I cam here having fallen out of love. While I was here, I fell in love. Fell out of love. Fell back in love, with myself. Fell in love with writing. Fell out of love with writing. Fell even further out of love with writing, only to get close to the end and fall back in love with my writing. Can you say DRAMA? I can. I also realized that you never really fall out of love, you just move on and discover new (and hopefully) more fulfilling love (I know, it kind of sucks but really it's kind of awesome).

I learned to live alone. Learned that I love living alone, learned that I should probably learn to live with others.

I learned to knit (a skill I will always treasure).

I learned to drink whiskey (a skill I will always treasure and a skill I'm sure I'll regret time and time again).
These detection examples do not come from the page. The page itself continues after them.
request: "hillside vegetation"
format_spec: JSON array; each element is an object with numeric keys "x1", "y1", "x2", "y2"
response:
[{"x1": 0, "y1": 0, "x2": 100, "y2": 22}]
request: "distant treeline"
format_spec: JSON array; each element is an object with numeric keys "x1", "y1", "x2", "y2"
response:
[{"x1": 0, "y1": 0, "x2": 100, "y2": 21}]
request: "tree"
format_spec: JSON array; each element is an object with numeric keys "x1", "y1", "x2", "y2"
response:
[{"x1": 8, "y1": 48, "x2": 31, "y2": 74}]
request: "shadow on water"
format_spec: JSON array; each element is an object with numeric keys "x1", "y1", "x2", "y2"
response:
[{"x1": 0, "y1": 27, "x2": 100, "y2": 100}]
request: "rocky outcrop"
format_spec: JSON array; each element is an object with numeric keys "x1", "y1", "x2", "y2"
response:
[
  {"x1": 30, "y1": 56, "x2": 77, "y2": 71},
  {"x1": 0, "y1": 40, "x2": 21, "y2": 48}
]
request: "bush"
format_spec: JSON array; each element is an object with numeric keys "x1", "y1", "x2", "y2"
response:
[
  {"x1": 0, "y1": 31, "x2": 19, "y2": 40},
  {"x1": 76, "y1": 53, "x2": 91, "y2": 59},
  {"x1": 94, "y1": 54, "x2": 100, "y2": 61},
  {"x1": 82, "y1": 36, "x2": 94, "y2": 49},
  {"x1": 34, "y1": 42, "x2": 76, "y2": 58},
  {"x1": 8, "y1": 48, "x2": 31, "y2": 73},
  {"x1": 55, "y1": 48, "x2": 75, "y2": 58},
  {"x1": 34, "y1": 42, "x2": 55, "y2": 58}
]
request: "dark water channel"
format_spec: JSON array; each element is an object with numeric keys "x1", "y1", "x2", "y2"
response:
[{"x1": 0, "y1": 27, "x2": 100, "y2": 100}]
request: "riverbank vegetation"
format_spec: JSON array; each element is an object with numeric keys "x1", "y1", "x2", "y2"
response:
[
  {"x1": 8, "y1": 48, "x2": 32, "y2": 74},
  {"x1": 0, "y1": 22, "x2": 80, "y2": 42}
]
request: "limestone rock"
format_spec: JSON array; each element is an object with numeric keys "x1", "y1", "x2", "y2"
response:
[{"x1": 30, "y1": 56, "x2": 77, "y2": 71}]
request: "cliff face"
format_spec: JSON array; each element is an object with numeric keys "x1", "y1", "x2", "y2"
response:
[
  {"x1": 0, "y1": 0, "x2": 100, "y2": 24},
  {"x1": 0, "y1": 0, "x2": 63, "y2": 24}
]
I learned how to be a teacher. I even wrote (for a failed job application) a statement of my educational philosophy from where I got this gem of a line: "What I learned about the classroom environment at Sarah Lawrence is the very thing I try to make the foundation of my classes at Iowa: that while we have university-designated roles—teacher and student—we are all learners."

I learned to knit a cardigan. A freaking cardigan.

I learned more about friendship that I ever did before. Taking those failed friendships in New York, the friendships that are still so dear to me from the time I live in NYC, and the amazing people I connected with here in Iowa, I learned what it mean to have a friend and to be a friend.

I learned how to be a writer from some really good teachers. And I hope I can pass this on to other young writers I will encounter in my future.

I learned that even though you will continue to lose the ones you love, life goes on.

In all these sentences, I used the past tense when really, I should have used the present. Like the unfinished baby blanket, the socks that have no mates, and well, the cardigan (it's missing a sleeve) I'm a work in progress. I'm hoping the finished product will be last long and look awesome.